Rhinoplasty and smoking

Rhinoplasty and smoking

When it comes to candidacy for a rhinoplasty surgery, there seems to be one golden rule: don’t smoke. With an estimated 43 million smokers in the United States, the number of prospective rhinoplasty patients who are smokers is also too high. Most often, would-be rhinoplasty patients will be told they most stop smoking for a certain amount of time before and after the procedure, sometimes even permanently. Are facial plastic surgeons being too cautious or is there really some danger in combining smoking with rhinoplasty surgery? Learn more about the effect smoking really can have on your rhinoplasty surgery.


Maybe you’ve done some research of your own about what it takes to be a good candidate for rhinoplasty surgery.
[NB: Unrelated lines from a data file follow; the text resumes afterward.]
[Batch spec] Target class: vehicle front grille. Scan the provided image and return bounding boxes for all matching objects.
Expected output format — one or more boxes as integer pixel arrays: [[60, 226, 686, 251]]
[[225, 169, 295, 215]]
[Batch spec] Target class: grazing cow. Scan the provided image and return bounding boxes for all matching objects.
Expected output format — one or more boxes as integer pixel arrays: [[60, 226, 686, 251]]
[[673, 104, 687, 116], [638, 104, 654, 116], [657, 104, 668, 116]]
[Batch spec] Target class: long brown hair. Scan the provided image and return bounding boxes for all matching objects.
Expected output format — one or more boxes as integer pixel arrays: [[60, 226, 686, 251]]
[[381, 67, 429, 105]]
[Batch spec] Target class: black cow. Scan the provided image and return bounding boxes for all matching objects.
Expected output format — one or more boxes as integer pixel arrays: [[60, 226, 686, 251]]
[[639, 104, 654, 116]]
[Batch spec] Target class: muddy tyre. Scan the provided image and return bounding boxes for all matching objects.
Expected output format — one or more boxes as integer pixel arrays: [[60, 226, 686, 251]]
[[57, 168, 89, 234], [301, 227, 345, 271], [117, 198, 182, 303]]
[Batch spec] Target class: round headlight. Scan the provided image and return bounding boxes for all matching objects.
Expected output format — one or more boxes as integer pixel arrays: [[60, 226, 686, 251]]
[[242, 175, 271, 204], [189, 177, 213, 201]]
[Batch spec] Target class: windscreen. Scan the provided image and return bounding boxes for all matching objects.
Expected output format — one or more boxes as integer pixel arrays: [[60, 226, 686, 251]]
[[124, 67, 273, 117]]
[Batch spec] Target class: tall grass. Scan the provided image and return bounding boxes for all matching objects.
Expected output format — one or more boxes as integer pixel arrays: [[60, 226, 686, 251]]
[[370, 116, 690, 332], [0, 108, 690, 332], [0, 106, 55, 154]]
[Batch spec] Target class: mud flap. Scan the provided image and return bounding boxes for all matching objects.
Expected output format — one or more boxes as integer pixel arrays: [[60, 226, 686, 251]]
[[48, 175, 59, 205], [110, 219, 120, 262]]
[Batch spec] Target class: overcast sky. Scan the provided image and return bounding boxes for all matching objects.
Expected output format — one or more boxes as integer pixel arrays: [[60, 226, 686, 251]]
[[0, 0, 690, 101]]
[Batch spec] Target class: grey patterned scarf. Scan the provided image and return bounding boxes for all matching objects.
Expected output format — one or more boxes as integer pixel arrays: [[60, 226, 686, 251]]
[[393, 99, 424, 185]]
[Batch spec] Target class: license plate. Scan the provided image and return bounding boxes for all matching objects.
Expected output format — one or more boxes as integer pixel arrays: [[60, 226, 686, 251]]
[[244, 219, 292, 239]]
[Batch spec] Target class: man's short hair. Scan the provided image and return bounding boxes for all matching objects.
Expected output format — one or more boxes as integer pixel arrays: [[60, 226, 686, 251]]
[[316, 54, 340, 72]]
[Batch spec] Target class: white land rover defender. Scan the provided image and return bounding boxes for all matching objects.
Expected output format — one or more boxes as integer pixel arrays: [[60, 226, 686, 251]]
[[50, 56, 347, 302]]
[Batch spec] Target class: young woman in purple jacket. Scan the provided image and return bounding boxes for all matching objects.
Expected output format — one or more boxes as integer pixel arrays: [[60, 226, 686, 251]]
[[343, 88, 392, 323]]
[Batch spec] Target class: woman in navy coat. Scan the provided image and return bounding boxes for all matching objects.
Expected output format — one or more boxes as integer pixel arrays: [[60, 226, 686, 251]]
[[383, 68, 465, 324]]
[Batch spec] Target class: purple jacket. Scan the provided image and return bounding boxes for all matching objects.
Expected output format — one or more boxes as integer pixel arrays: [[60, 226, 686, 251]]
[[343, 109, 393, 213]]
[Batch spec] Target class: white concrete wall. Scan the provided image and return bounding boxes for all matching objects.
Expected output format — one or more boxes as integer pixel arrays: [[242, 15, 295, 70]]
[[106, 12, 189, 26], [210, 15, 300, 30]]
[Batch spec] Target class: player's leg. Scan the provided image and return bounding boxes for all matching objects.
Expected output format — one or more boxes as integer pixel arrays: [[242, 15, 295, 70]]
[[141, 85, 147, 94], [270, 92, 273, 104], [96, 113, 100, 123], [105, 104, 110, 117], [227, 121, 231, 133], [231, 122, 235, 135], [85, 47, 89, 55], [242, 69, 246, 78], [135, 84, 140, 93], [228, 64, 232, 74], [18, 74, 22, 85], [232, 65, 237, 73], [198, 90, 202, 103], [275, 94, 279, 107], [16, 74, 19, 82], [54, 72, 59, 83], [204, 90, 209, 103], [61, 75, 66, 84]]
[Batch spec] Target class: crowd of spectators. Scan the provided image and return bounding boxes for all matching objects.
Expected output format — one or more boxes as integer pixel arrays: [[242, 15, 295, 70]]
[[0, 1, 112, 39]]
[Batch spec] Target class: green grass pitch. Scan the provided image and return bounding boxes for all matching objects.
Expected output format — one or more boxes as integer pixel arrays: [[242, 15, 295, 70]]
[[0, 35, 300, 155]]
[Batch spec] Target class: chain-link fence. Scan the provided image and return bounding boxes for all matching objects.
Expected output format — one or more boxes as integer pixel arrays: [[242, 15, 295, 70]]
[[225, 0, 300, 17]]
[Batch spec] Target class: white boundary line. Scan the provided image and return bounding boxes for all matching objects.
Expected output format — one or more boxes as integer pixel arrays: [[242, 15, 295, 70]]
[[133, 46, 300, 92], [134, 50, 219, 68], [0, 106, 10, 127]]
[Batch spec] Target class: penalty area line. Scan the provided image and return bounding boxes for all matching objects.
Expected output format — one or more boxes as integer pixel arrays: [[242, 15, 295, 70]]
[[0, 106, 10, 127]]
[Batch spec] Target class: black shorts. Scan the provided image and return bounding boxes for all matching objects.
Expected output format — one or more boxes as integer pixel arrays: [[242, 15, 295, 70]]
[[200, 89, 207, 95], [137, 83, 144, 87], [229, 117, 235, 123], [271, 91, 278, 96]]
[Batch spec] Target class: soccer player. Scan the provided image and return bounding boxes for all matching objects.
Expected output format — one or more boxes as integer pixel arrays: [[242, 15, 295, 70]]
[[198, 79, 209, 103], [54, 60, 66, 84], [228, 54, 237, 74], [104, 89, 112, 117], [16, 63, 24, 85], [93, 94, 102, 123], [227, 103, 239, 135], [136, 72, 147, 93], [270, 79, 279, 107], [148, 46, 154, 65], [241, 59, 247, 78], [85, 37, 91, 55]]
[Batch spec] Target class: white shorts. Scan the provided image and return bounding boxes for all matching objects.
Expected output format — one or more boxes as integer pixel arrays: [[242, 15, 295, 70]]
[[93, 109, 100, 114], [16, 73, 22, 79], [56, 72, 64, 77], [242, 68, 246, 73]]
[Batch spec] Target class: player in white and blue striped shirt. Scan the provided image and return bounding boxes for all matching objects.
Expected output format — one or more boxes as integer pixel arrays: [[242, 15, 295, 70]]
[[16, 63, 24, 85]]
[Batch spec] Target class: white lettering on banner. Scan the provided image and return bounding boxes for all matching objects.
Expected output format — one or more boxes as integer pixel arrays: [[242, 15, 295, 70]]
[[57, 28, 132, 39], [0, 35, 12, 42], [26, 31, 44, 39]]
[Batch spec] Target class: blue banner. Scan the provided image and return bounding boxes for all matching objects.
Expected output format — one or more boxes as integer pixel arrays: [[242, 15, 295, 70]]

If so, then you’ve encountered the usual line: you must be in good physical health, not smoke, and have realistic expectations for your surgery. Right there in the middle, the words “don’t smoke” are tossed in for good measures. You’ll find this almost everywhere and for almost any plastic surgery beyond rhinoplasty too, and for very good reasons, which we’ll get to.

If you are a smoker, by all means you may become a good candidate for surgery, even if you aren’t one now. Attend a rhinoplasty consultation to connect with a qualified facial plastic surgeon and discuss your smoking habits. Together you can create a plan to quit smoking in time for your surgery, whether on a temporary or permanent basis.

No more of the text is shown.